Abstract Background According to recent literature, extended colectomy (EC) and segmental colectomy (SC) are equally effective for colonic Crohn’s disease (CCD), with no differences in terms of postoperative morbidity, incidence of long-term recurrence and definitive stoma, but earlier recurrence is observed in patients with SC. Our objective was to evaluate our comparative results between EC and SC. Methods All consecutive patients undergoing surgery for CCD (EC vs. SC) in our Centre were included and compared and we evaluated postoperative morbidity, long-term clinical and surgical recurrence. Results One hundred and twelve patients (mean age at diagnosis of CD, 31 ± 17 years, mean age at surgery 42 ± 17 years) with CCD underwent EC (n = 45) or SC (n = 67); 62 (55%) patients presenting concomitant small bowel disease, 10 (9%) an extra-intestinal manifestation and 16 (14%) were active smokers. Postoperative morbidity was 8/45 (18%) in case of EC vs. 9/67 (13%) in case of SC (NS). In EC group, 8/8 (100%) complicated patients vs. 16/37 (43%) uncomplicated patients were under anti-TNF before surgery (p = 0.04). This significant difference was not showed in SC group. After a median follow-up of 40 ± 34 months (range 1–130), clinical recurrence incidence was 15/45 (33%) in EC vs. 27/67 (40%) in SC patients (NS) and surgical recurrence was 8/45 (18%) in CE vs. 13/67 (19%) in CS patients (NS).
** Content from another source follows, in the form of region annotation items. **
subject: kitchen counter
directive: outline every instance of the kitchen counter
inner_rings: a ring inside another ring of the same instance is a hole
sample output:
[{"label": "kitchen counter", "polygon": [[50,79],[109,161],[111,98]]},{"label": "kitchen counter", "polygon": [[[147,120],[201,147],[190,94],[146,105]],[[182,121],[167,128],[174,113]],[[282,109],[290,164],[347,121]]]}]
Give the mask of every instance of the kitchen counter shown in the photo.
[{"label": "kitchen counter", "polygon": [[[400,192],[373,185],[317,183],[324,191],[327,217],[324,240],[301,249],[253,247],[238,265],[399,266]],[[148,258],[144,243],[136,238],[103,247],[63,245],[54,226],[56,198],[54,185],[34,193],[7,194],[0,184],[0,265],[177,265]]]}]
Recurrence of the disease occurred after 19 ± 20 months (range, 1–74) in EC vs. 14 ± 26 months (range, 1–130) in CS patients (p = NS). Conclusion Our study confirms that in case of surgery for CCD, EC and SC are equally safe and feasible but recurrence happens earlier after SC than EC. Additionally, the role of anti-TNF is confirmed for postoperative complications.